Conclusion: Opportunities and Challenges Ahead
Cryptocurrency has the potential to become a powerful tool for Pakistan to combat inflation and optimize cross-border payments. Moreover, the country’s young, digitally inclined population offers a natural advantage for the adoption of crypto and Web3 technologies. The establishment of the crypto council may accelerate this process through education and infrastructure development.
Notably, Changpeng Zhao mentioned that his Web3 education platform, Giggle Academy, could offer learning opportunities to out-of-school children in Pakistan. Furthermore, the formation of the Pakistan Crypto Council may drive local Web3 talent training through blockchain and crypto education programs, enhancing public awareness and acceptance, and potentially cultivating a new generation of digital economy professionals.

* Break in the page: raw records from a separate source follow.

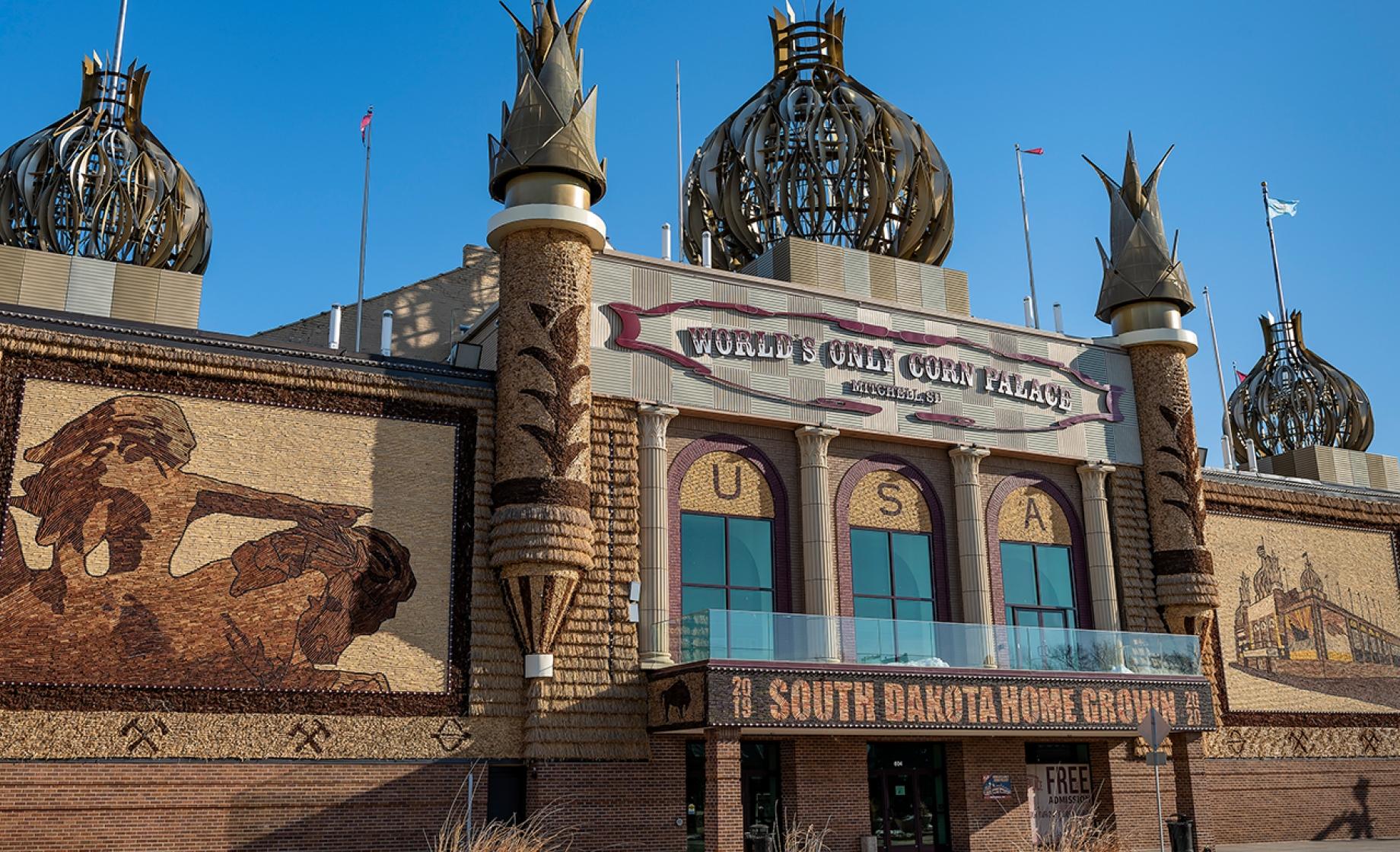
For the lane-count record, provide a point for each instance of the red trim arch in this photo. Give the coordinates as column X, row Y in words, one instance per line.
column 943, row 595
column 1078, row 553
column 781, row 563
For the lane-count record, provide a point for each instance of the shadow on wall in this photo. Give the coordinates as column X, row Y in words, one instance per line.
column 1354, row 825
column 401, row 815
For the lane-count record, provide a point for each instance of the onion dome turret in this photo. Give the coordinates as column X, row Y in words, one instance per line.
column 1294, row 398
column 818, row 156
column 98, row 183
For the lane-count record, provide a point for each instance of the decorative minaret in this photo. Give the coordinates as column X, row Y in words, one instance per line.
column 818, row 156
column 546, row 173
column 98, row 188
column 1144, row 297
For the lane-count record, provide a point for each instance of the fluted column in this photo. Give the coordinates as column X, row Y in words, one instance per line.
column 656, row 542
column 972, row 535
column 818, row 542
column 1102, row 577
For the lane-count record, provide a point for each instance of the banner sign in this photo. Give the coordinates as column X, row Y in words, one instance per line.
column 881, row 361
column 743, row 695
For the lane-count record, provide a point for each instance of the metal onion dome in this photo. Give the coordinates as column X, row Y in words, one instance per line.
column 818, row 156
column 1294, row 398
column 98, row 183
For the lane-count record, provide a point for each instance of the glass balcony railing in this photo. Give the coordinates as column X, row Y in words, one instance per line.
column 788, row 637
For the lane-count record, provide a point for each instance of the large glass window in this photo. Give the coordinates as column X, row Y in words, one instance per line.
column 1038, row 585
column 892, row 582
column 726, row 563
column 1039, row 590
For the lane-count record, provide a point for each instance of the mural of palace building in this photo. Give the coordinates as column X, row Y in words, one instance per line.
column 673, row 556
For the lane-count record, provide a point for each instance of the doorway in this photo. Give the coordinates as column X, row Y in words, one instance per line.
column 909, row 796
column 762, row 784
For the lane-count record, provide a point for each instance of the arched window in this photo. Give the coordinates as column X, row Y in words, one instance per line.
column 1039, row 571
column 892, row 574
column 730, row 526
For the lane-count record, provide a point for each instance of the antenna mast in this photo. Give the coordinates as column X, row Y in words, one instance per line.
column 681, row 171
column 121, row 38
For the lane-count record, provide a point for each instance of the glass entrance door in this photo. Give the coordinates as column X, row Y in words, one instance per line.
column 761, row 790
column 909, row 796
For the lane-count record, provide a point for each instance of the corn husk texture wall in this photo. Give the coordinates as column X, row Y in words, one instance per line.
column 595, row 705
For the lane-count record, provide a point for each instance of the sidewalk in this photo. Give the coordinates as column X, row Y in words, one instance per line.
column 1309, row 847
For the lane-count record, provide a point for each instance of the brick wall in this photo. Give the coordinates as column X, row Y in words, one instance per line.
column 622, row 808
column 988, row 825
column 1133, row 793
column 825, row 785
column 1336, row 800
column 234, row 808
column 723, row 792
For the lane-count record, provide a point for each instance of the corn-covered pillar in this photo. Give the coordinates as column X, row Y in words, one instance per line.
column 546, row 173
column 1144, row 295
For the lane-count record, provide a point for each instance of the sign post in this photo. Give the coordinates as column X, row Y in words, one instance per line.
column 1155, row 730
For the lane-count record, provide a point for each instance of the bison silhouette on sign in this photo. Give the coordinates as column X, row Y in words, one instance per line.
column 275, row 615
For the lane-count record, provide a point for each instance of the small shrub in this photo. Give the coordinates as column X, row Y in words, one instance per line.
column 793, row 837
column 1076, row 833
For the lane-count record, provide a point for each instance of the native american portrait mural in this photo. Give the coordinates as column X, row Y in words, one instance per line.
column 183, row 542
column 1308, row 616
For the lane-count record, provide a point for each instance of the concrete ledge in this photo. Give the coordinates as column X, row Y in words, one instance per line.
column 527, row 217
column 1179, row 338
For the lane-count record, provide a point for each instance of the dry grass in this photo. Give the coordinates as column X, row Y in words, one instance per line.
column 794, row 837
column 463, row 833
column 1080, row 831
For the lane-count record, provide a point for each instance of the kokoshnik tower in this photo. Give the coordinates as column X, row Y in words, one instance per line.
column 665, row 555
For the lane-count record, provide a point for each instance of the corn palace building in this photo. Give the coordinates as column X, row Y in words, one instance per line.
column 675, row 555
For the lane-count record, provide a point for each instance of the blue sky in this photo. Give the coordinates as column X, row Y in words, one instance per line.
column 262, row 100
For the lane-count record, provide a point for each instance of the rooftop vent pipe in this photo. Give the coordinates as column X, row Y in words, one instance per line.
column 335, row 328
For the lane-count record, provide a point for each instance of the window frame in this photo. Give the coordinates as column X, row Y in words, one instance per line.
column 1041, row 608
column 728, row 587
column 893, row 593
column 1078, row 550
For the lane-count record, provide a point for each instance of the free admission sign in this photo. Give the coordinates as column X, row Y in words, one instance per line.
column 883, row 365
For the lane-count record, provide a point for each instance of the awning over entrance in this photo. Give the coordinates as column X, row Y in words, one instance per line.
column 819, row 695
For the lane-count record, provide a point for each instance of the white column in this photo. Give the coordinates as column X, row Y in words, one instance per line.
column 1102, row 577
column 818, row 543
column 972, row 535
column 653, row 633
column 972, row 553
column 818, row 536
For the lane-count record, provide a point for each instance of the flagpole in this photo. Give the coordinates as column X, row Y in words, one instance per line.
column 1025, row 221
column 1273, row 246
column 364, row 228
column 1220, row 373
column 681, row 175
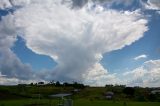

Additionally, CZ’s deep experience in navigating global regulatory challenges could help shape clearer policies for the PCC—one that balances risk management with foreign investment attraction. His involvement itself sends a strong signal to the global crypto community: Pakistan is actively embracing Web3 and digital finance, potentially drawing international capital and stimulating the growth of local Web3 startups.
Nevertheless, a large portion of Pakistan’s population resides in rural areas, where internet access and financial literacy remain low. An outdated power grid and frequent blackouts may also hinder broader crypto adoption.
In summary, Pakistan stands at a pivotal moment in its crypto journey. Positive government signals suggest that an initial regulatory framework may be rolled out soon. If successful, this could unlock massive market potential, especially in remittances and financial inclusion. However, infrastructure upgrades and international compliance remain key hurdles. Moreover, if Pakistan successfully builds a compliant crypto ecosystem, it could influence policy directions in similar economies such as Bangladesh and Iran.